The BTI7800 is now configured to use the configured RADIUS servers. Ensure any firewalls in the path are configured to allow RADIUS packets. Use the ping and traceroute commands to test the connectivity to each RADIUS server.

Provisioning TACACS+ Authentication and Authorization

Use this procedure to configure the BTI7800 to use TACACS+ authentication and authorization.

Note

In releases lower than release 4.3, you must have superuser privileges to provision TACACS+ authentication and authorization.

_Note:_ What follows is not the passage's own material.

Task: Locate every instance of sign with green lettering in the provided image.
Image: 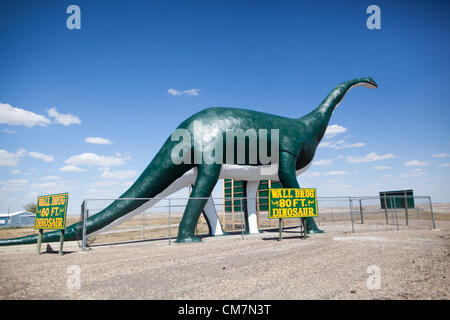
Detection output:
[269,188,317,219]
[34,193,69,230]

In releases 4.3 and higher, you can provision TACACS+ authentication and authorization with the provisioning privilege.

  1. Specify the IP address of the TACACS+ server.

    For example:

    bti7800(config)# system tacacs-plus server 10.1.1.1
  2. Specify the shared secret to use.

    For example:

    bti7800(config-server-10.1.1.1)# shared-secret <password>
  3. Optionally, specify the authentication port to use.

    For example:

    bti7800(config-server-10.1.1.1)# authentication-port 49
  4. Repeat 1 to 3 for each TACACS+ server you want to use.
  5. Optionally, configure the TACACS+ system parameters.

    For example, to set the timeout:

    bti7800(config-system)# tacacs-plus options timeout 5
  6. Apply the provisioning.
    bti7800(config-system)# commit

The BTI7800 is now configured to use the configured TACACS+ servers. Ensure any firewalls in the path are configured to allow TACACS+ packets. Use the ping and traceroute commands to test the connectivity to each TACACS+ server.

Release History Table
Release
Description
In releases 4.3 and higher, you can provision RADIUS authentication and authorization with the provisioning privilege.
In releases 4.3 and higher, you can provision TACACS+ authentication and authorization with the provisioning privilege.
TACACS+ is supported starting with release 4.1.
If authentication is not successful due to bad credentials, the user is denied access.